Pilihan antara tingkat inflasi yang tinggi atau laju perekonomian sebenarnya bukan hal mutlak yang harus dipilih, tetapi hanya laju perekonomian yang pesat menjadi satu fokus utama yang harus ditempuh sebagai tujuan yang ingin dicapai pada perekonomian, sehingga harus mengorbankan pilihan lain yang tersedia. Artinya, dalam hal ini tingkat inflasi tidak termasuk pilihan, melainkan sebuah konsekuensi yang terjadi atas ketidakstabilan perekonomian yang mungkin diakibatkan oleh faktor internal suatu negara maupun faktor eksternal secara global. Faktor internal dapat diukur melalui faktor-faktor moneter dengan variabel-variabel ekonomi seperti nilai tukar, jumlah uang yang beredar di masyarakat, tingkat suku bunga dan lain sebagainya.

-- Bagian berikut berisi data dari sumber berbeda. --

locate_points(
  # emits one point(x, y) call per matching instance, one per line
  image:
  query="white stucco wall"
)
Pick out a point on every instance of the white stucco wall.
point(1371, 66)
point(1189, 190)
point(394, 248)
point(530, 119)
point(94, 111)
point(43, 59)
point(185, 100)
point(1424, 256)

Sedangkan faktor eksternal kemungkinan dipengaruhi oleh faktor non moneter. Seperti yang telah dijelaskan sebelumnya bahwa faktor- faktor non moneter berkenaan dengan fenomena-fenomena sosial yang bergejolak secara global. Misalnya saja, kondisi krisis yang diderita oleh negara-negara maju yang notabene memegang kendali dalam perekonomian global, sehingga akan terjadi fluktuasi ekonomi yang menyebabkan tingkat inflasi semakin tinggi, kondisi perekonomian global yang mengalami resesi akibat perang, ketidakstabilan harga komoditas global dan harga minyak dunia termasuk didalamnya.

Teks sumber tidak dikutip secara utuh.